土の塊が宙を舞い、火球が曇った空を照らし、大地は魔法の影響で地形がおかしくなっている。
『[石弾][石弾][石弾]...』
何度も何度も同じ魔法を唱える。
さすがは軍用の杖だ。
魔力が減りにくい。
撃ち続けられる。
万一魔力が枯れても、依存症になるまでポーションに浸って再起する。
無理やりだが理にかなった戦法。
『塹壕作成,援護求む』
左肩についた念話石がメッセージと座標を受信した。
「市販のラジオより全然音質がいいぞ。さすが兵隊様だな。」
ラジオより音質がかなり良い。
……こんなもんに感動してる場合じゃないのに。
「了」
念話石で返事する。
「交代ッ!!」
後ろにいる仲間へ叫ぶ。
後ろに行くから交代しろという意味だ。
チラチラと後ろを警戒しながら後退する。
刹那、相手の魔法陣がこちらを向いた。
交代した味方は気づいていない。
俺はベルトにぶら下がった土壁の汎用型魔法陣紙を無造作に手に取り、味方の足元に投げる。

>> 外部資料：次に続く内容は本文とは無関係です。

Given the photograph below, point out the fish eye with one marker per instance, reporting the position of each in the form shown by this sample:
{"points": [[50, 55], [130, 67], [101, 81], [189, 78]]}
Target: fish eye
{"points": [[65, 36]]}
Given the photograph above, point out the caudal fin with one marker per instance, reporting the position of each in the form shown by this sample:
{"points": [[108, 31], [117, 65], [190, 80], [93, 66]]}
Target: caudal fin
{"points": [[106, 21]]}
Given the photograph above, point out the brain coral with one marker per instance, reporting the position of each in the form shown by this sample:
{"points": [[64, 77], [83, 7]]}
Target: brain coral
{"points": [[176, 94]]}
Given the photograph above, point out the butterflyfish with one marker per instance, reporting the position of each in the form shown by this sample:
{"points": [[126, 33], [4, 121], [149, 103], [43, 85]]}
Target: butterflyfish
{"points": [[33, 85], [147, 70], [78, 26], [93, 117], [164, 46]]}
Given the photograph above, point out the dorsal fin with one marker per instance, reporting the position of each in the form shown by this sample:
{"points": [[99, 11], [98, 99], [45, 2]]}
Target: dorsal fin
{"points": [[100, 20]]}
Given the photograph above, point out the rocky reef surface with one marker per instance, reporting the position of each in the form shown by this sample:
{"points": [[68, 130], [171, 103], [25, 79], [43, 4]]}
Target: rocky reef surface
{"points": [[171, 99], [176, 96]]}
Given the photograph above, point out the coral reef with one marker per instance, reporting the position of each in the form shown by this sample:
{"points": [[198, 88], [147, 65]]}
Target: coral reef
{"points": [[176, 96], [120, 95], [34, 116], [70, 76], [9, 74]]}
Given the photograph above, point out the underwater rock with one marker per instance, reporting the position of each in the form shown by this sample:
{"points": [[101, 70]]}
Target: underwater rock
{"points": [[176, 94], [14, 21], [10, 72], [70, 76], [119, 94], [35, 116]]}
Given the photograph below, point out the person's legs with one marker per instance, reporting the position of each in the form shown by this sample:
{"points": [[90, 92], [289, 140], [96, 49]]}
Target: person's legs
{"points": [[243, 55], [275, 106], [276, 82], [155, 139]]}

すると、汎用型魔法陣紙に描かれた魔法陣は発光し、一瞬にして土の壁を作り出した。
「一時的な壁だ。敵からの攻撃が見えたので使わせてもらった。さっさと立て直せ!!」
状況をなるべく簡潔に伝えると味方は「了」とだけ答え、魔道補助用杖を構え直し、壁から飛び出していった。
俺は味方を見送った後、送信された座標へと走った。